Hacker News new | ask | show | jobs
by sradman 1979 days ago
O_DIRECT prevents file double buffering by the OS and DBMS page cache. MMAP removes the need for the DBMS page cache and relies on the OS’s paging algorithm. The gain is zero memory copy and the ability for multiple processes to access the same data efficiently.

Apache Arrow takes advantage of mmap to share data across different language processes and enables fast startup for short lived processes that re-access the same OS cached data.

1 comments

Yes, but the claim is that the buffer you should remove is the OS's one, not the DBMS's one, because for the DBMS use case (one very large file with deep internal structure, generally accessed by one long-running process), the DBMS has information the OS doesn't.

Arrow is a different use case, for which mmap makes sense. For something like a short-lived process that stores config or caches in SQLite, it probably is actually closer to Arrow than to (e.g.) Postgres, so mmap likely also makes sense for that. (Conversely, if you're not relying on Arrow's sharing properties and you have a big Python notebook that's doing some math on an extremely large data file on disk in a single process, you might actually get better results from O_DIRECT than mmap.)

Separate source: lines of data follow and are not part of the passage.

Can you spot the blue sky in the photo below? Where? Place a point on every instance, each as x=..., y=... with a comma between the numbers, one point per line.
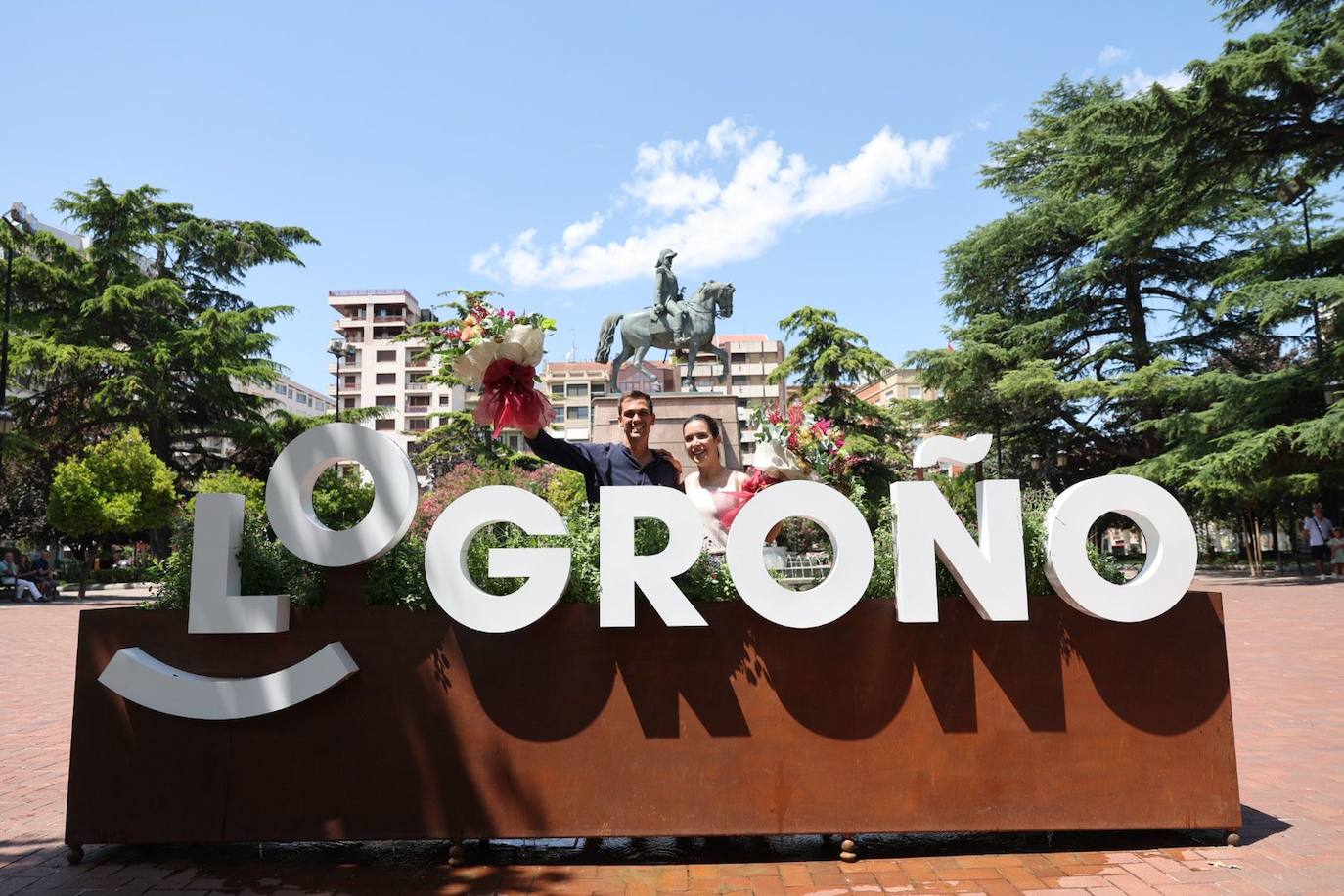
x=809, y=156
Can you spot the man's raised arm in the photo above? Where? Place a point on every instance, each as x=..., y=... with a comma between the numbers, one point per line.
x=560, y=452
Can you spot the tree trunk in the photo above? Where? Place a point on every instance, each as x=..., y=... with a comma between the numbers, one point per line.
x=83, y=572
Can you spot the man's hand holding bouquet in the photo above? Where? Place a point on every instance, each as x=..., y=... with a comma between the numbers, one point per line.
x=496, y=352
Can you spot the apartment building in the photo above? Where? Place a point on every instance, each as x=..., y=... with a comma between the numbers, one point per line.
x=751, y=357
x=290, y=395
x=284, y=394
x=384, y=373
x=898, y=384
x=571, y=385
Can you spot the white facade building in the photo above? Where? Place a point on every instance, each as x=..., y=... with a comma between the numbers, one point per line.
x=384, y=373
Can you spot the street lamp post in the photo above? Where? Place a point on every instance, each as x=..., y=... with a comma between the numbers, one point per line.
x=19, y=223
x=338, y=349
x=1297, y=193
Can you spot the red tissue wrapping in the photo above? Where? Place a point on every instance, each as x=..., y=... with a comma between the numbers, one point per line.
x=749, y=489
x=510, y=398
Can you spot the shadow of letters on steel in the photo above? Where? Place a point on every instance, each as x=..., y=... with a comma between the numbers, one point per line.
x=992, y=571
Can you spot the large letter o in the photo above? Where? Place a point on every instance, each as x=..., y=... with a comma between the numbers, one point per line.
x=1172, y=551
x=290, y=495
x=850, y=540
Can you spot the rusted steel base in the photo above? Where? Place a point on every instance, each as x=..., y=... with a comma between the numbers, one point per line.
x=1062, y=723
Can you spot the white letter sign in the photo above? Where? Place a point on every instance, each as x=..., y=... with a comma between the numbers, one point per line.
x=992, y=574
x=1172, y=551
x=850, y=542
x=621, y=571
x=215, y=605
x=290, y=495
x=546, y=569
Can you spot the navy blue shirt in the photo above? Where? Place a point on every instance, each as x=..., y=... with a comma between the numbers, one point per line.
x=604, y=464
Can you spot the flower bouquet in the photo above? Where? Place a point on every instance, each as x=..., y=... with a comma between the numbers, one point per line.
x=789, y=445
x=496, y=352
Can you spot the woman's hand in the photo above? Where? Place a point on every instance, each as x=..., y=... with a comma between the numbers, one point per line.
x=671, y=458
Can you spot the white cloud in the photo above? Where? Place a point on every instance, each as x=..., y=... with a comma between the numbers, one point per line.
x=1110, y=55
x=1140, y=81
x=685, y=204
x=581, y=231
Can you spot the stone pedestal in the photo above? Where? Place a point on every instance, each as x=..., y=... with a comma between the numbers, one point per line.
x=672, y=410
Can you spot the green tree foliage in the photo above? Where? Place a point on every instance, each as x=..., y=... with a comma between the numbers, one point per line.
x=1148, y=302
x=146, y=328
x=259, y=439
x=1069, y=306
x=827, y=363
x=114, y=488
x=456, y=439
x=341, y=499
x=230, y=481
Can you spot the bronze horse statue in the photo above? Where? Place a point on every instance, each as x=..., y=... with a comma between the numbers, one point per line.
x=646, y=330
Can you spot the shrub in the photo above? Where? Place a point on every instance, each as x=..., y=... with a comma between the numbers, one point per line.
x=464, y=477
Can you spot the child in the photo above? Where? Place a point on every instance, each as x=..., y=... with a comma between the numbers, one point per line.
x=1336, y=546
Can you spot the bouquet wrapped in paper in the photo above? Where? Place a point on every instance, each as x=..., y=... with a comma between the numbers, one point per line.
x=496, y=352
x=790, y=445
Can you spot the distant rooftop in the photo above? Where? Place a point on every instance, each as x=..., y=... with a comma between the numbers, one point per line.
x=367, y=291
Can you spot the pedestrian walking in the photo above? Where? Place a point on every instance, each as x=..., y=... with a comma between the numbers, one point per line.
x=1316, y=529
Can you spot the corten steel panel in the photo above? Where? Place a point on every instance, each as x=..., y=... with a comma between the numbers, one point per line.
x=743, y=727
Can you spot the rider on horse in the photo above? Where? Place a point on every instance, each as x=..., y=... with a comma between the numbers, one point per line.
x=665, y=291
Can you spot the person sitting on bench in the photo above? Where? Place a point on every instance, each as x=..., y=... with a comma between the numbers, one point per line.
x=24, y=590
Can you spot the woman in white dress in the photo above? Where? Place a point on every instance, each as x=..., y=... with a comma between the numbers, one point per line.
x=712, y=488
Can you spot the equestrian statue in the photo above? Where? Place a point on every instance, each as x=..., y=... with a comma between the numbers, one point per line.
x=674, y=323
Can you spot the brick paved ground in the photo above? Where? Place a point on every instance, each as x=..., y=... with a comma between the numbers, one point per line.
x=1287, y=697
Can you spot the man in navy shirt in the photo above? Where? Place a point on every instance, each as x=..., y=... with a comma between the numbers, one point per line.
x=626, y=463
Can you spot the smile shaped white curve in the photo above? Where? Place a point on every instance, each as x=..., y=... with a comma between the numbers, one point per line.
x=157, y=686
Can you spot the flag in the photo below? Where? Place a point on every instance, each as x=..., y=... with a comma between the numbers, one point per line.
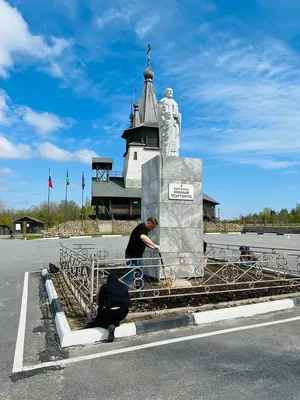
x=67, y=180
x=82, y=181
x=50, y=180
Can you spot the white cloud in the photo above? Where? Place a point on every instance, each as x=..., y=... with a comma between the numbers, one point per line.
x=51, y=152
x=3, y=107
x=8, y=172
x=16, y=39
x=145, y=25
x=85, y=156
x=44, y=122
x=9, y=150
x=249, y=91
x=269, y=163
x=113, y=15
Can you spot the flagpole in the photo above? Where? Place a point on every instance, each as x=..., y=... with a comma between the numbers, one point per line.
x=48, y=200
x=66, y=199
x=82, y=193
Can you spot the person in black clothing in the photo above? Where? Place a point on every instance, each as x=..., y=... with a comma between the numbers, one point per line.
x=113, y=304
x=134, y=252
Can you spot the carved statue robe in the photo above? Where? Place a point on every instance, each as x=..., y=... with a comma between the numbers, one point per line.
x=169, y=125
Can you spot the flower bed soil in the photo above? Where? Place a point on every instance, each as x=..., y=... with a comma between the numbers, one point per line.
x=78, y=320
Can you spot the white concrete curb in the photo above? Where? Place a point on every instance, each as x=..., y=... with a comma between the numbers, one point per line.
x=67, y=337
x=111, y=235
x=80, y=237
x=49, y=238
x=242, y=311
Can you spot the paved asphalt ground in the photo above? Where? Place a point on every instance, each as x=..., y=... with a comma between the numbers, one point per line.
x=230, y=360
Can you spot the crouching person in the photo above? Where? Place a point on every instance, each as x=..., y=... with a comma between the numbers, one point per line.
x=113, y=304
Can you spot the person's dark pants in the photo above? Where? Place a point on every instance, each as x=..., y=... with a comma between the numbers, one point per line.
x=108, y=317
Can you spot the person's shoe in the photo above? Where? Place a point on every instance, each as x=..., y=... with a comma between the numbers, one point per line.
x=111, y=333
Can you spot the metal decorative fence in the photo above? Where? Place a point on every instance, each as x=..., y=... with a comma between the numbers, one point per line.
x=224, y=269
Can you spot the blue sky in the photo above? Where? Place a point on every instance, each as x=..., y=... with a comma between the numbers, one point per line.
x=68, y=69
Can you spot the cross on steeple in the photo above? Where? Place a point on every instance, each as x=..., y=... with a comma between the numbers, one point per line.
x=135, y=95
x=148, y=53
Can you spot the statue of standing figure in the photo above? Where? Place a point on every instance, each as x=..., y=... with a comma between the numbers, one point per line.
x=169, y=124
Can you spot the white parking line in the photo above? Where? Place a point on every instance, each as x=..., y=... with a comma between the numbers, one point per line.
x=19, y=350
x=61, y=363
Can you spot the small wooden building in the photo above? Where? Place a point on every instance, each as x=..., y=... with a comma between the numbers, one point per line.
x=28, y=225
x=4, y=230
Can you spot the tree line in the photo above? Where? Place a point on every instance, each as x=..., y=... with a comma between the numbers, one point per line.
x=56, y=212
x=267, y=214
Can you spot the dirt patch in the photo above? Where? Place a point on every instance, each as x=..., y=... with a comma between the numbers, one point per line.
x=184, y=297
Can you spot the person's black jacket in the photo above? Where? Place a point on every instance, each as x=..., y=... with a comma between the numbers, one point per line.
x=113, y=293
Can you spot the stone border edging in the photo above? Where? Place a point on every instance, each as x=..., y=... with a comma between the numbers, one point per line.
x=69, y=338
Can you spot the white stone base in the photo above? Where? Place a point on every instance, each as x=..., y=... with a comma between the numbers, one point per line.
x=180, y=230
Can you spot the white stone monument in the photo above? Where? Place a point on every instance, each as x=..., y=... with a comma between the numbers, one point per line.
x=169, y=124
x=172, y=191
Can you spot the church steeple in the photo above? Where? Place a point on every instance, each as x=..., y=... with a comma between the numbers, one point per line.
x=148, y=102
x=142, y=137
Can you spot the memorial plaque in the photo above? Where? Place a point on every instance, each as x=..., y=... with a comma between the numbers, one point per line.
x=180, y=191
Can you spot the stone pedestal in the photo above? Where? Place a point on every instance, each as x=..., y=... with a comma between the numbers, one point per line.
x=172, y=192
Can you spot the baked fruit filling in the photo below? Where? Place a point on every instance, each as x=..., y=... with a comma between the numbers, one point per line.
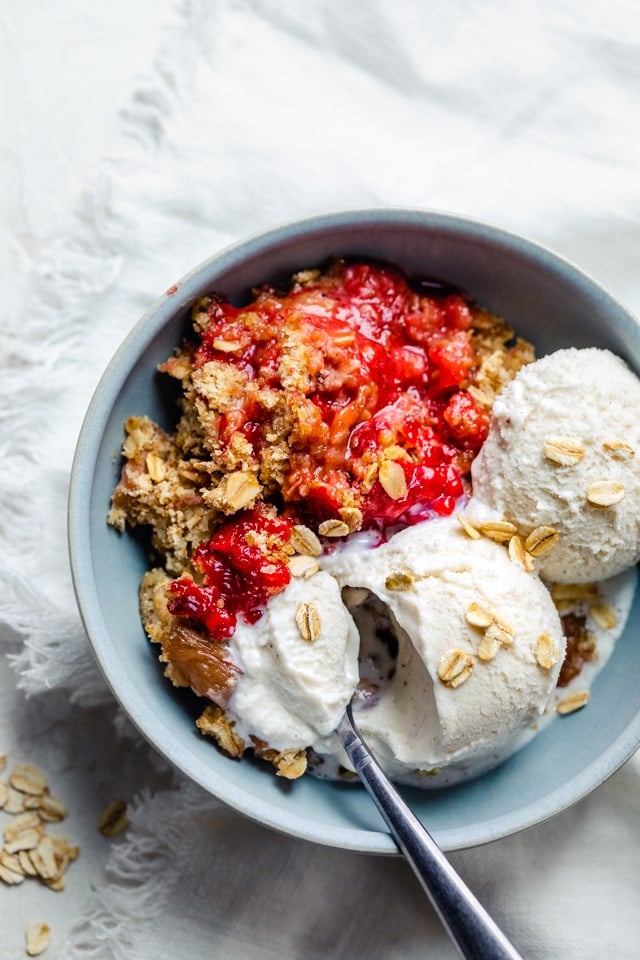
x=354, y=398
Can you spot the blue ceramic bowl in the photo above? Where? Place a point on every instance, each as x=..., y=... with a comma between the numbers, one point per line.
x=549, y=302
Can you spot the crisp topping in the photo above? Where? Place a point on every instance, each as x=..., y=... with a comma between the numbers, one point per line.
x=546, y=651
x=480, y=614
x=488, y=647
x=603, y=615
x=214, y=722
x=518, y=554
x=455, y=667
x=605, y=493
x=501, y=631
x=575, y=701
x=113, y=819
x=308, y=622
x=302, y=566
x=540, y=540
x=399, y=581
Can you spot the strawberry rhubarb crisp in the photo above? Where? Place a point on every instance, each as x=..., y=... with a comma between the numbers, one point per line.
x=348, y=404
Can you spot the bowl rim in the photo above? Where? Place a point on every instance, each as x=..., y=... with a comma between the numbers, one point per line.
x=161, y=311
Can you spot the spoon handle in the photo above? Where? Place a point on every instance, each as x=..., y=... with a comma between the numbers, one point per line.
x=475, y=934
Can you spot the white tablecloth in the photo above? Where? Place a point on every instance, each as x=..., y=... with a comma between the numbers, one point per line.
x=137, y=139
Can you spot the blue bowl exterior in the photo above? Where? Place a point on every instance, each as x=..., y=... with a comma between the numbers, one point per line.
x=548, y=301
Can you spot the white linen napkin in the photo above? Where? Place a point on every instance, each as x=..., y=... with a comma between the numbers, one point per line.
x=249, y=114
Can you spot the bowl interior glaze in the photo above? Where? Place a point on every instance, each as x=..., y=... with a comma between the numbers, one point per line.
x=548, y=301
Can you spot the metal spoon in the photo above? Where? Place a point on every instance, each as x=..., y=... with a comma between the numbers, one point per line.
x=474, y=933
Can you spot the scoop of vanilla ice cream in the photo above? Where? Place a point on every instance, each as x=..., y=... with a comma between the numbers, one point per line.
x=563, y=451
x=293, y=691
x=480, y=647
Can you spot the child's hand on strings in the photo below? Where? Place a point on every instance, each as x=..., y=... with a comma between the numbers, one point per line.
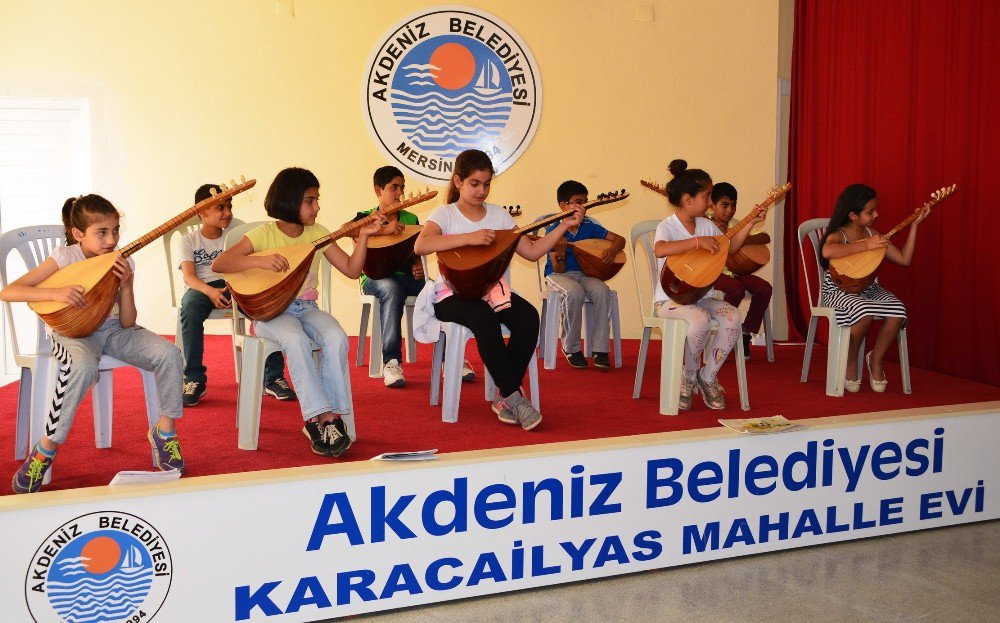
x=70, y=294
x=218, y=297
x=876, y=242
x=123, y=270
x=275, y=262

In particular, "zero memory copy" only applies if you are accessing the same data from multiple processes (either at once or sequentially). If you have a single long-running database server, you have to copy the data from disk to RAM anyway. O_DIRECT means there's one copy, from disk to a userspace buffer; mmap means there's one copy, from disk to a kernel buffer. If you can arrange for a long-lived userspace buffer, there's no performance advantage to using the kernel buffer.

> but the claim is that the buffer you should remove is the OS's one

I was not trying to minimize O_DIRECT, I was trying to emphasize the key advantage succinctly and also explain the Apache Arrow use case of mmap which the article does not discuss.